The investigation that appeared on The Times is crucial for better understanding Al Rayan’s pervasiveness and capillarity in the West, as it lists a dozen of extremely controversial organizations that have an Al Rayan bank account.

Particularly interesting are the cases of the East London Mosque, the Finsbury Park Mosque, and the Islamic Research Foundation International, whereas EER had previously investigated the action of MEND in the UK.

The East London Mosque is one of the largest Islamic centers in Europe and its action has always been controversial, as it repeatedly invited preachers like Haitham al-Haddad — whose views are openly racist, misogynistic, and homophobic, as stated by Sara Khan, the current British counterterrorism commissioner — and Anwar al-Awlaki, one of the most notorious Al-Qaeda propagandists.[1]

Historically, the action of Finsbury Park Mosque was even more problematic. Stronghold of the hate preacher Abu Hamza — now serving a life sentence in the US for terrorism offences — the mosque was closed but reopened in 2005.[2]

The new leadership had close ideological links and strong similarities with the Muslim Brotherhood and one of the mosque’s trustees, Mohammed Sawalha, is part of Hamas’s political bureau.

The group that attempted the bombing of the London underground on July 21, 2005 appeared to have forged their connections through the Finsbury Park Mosque,[3] and, even in recent times, the institution has always been closely monitored both from an ideological and an operative perspective.

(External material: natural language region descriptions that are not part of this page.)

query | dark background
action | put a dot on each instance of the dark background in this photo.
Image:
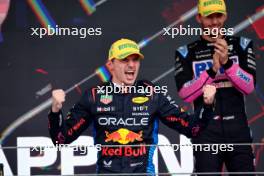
(28, 63)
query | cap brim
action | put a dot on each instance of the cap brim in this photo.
(141, 56)
(216, 11)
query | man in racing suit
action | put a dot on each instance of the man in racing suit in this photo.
(125, 118)
(229, 64)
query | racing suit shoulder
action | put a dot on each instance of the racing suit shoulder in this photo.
(184, 51)
(242, 73)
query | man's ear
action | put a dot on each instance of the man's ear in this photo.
(109, 65)
(198, 18)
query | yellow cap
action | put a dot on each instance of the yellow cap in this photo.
(208, 7)
(123, 48)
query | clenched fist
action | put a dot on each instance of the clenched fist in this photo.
(58, 97)
(209, 94)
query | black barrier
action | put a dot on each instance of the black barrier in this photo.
(1, 169)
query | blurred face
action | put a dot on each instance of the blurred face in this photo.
(124, 71)
(215, 20)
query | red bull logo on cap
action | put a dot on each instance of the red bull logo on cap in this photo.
(123, 136)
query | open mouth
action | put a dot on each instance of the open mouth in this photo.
(130, 74)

The Islamic Research Foundation International, led by the preacher Zakir Naik, who was banned from the United Kingdom since 2010, it is a charity funding Peace TV, Naik’s satellite channel.

According to the investigation in The Times, Naik’s message of “peace for the whole mankind” did not stop him from praising Osama bin Laden.

As a matter of fact, Qatar’s financial ties with Islamist organizations in the West is a strategy that goes together with a one-of-a-kind form of cultural diplomacy carried out by the Gulf state.

Paul Stott, a tutor in international studies and diplomacy at SOAS, University of London, and a research fellow at the Henry Jackson Society (HJS), warns that Qatar has a vision and a strategy that seems to include planting and disseminating its particular interpretation of Islam in the West in general and the United Kingdom in particular.

David Roberts recently explained that, with abundant financial resources but limited human resources, Qatar’s leaders have relied on personal links to various intermediaries as a key foreign policy modus operandi. This often led Qatar to support groups related to the Muslim Brotherhood as it historically is the large and multi-national Islamic organization par excellence, which has developed remarkable adaptation skills both from a strategical and a communicative perspective.

___________________________________________

REFERENCES

[1] For an in-depth analysis of the role of Anwar al-Awlaki in contemporary jihadism see the works of A. Melagrou Hitchens such as As American as Apple Pie: How Anwar al-Awlaki Became the Face of Western Jihad, International Centre for the Study of Radicalisation and Political Violence (ICSR), London, 2011, “Voice of Terror”, Foreign Policy, January 18, 2011, and “Why Awlaki Mattered”, The Wall Street Journal, October 3, 2011.

[2] Finsbury Park is known also for a vehicle-ramming attack carried out by Darren Osborne on June 19, 2017, which caused one death and injured nine people. This occurred 90 m from Finsbury Park Mosque.

On June 23 of the same year, Darren Osborne was charged with terrorism-related murder and attempted murder and in February 2-18 he was found guilty on both offences and was sentenced to life imprisonment.

[3] A. Rabasa — C. Benard, Eurojihad. Patterns of Islamist Radicalization and Terrorism in Europe, Cambridge University Press, 2015.